Mais voici un quart d'heure que je parle de galéjade, et je suis peut-être le seul de l'honorable société qui sache ce que c'est qu'une galéjade. Si mon ami Marius lisait par-dessus mon épaule, comme c'est son habitude, il me dirait : Galéjaire, va ! La galéjade, en provençal galejado, est une plaisanterie plus ou moins prolongée que l'on fait à quelqu'un, sous forme d'une histoire à dormir debout, d'une mystification orale, d'une discussion que Théophile Gautier qualifierait hardiment de coq-à-l'ânesque. Il ne me reste plus qu'à vous rendre témoins de la mésaventure qui arriva à M. Marius Lafourcade et à sa galejado.
Marius s'était faufilé, avec la modestie et la timidité qui caractérisent tous les Marius du Midi, dans un salon où il ne connaissait personne et où il n'était connu de personne. Cette circonstance ne lui causait aucune gêne, au contraire : il n'en avait que plus d'aplomb, et c'est beaucoup dire. Il s'était bientôt mis au fait de la conversation générale, et il était scandalisé par la correction, la politesse extrême, les expressions choisies qui y régnaient. Il se disait : "Marius, mon bon, si ça continue, tu ne trouveras pas une occasion d'ouvrir le bec."
Juste à ce moment-là, une vieille dame le regarda entre les deux yeux, comme si elle avait redouté que l'intrus n'ouvrît vraiment le bec. Marius se sentit deviné et se répéta : "Marius, mon bon, c'est le moment : si tu t'en vas sans avoir débité ta galejado... eh bien ! tu n'es qu'un Franchimand."
Un vieux monsieur venait de raconter une fine anecdote qui avait amener un léger sourire. Seul Marius gardait son sérieux, il trouva cela bien fade, il avait l'air d'un boulanger qui contemple une pâtisserie. Soudain, il prit la parole, à la grande terreur de la dame, qui tenait beaucoup à la réputation de son salon.

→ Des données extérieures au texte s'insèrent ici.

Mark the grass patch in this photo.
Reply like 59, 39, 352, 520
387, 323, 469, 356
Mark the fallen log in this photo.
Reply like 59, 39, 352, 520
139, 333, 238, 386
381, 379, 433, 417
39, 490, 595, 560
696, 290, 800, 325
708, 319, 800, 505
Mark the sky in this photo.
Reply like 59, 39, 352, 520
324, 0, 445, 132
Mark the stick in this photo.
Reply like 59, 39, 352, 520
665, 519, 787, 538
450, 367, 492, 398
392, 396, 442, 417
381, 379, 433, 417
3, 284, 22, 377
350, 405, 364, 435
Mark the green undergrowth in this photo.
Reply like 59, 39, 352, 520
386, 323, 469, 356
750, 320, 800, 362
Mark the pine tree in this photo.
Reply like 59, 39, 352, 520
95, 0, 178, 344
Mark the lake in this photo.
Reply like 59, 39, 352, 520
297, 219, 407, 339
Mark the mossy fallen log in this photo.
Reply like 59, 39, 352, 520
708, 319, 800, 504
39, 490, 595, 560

- La belle affaire ! dit Marius. Il aurait fallu voir la figure que faisait le ministre de la Marine quand je lui ai adressé mon discours, en ma qualité de maire des Martigues.
- Ah ! vraiment, mon ami, vous êtes le maire des Martigues. Vous êtes bien jeune. Cela m'étonne.
- Moi, ça ne m'étonne pas du tout, reprit Marius. Donc je prends le ministre par-dessous le bras, je l'emmène sur la plus haute montagne des Martigues...
- Mon ami, dit un des auditeurs, les Martigues sont à plus de vingt lieues de toute montagne.
- Je m'en doutais bien, répond Marius. De là-haut, je lui montre l'extrémité de la botte. Vous savez, cette botte que les Italiens nous menacent de nous mettre au bas du dos pendant que nous nous battrons, et je lui dis : "Monsieur le ministre, voilà Rome, d'où Humberto nous fait des pieds de nez." Eh bien, savez-vous ce que me répond le ministre ? Il me répond : "Qu'est-ce que tu ferais ? Marius. - Eh parbleu ! je planterais sur cette butte un canon, que dis-je, dix canons, vingt canons, cent canons, tous dirigés vers le coeur de l'Italie, sur la demeure d'Humberto." Le ministre m'embrasse et me dit : "Marius, tu es un patriote, viens me voir à Paris." Malheureusement il oublie de me laisser son adresse. Eh bien, vous autres, qu'est-ce que vous dites de ça ?
Trois messieurs âgés, aussi décorés les uns que les autres, se regardaient avec étonnement, et ensuite regardaient Marius ; il était évident qu'ils le croyaient échappé de quelque cellule. A la fin l'un d'eux prit dans sa poche un petit carnet d'où il tira une carte de visite et la tendit à Marius.
Celui-ci, qui avait d'ordinaire le teint d'un beau rouge, d'un rouge de homard, lut la simple ligne, et aussitôt son teint tourna au vert. Ces quelques mots étaient : "M. l'amiral de C., ministre de la Marine et des Colonies."
Deux ou trois jours après, on me racontait sa mésaventure. Comme il se douta bien que je la connaissais, il me dit sans préambule :
- Eh bien ! oui, j'ai eu tort de ne pas allez chez monsieur le ministre.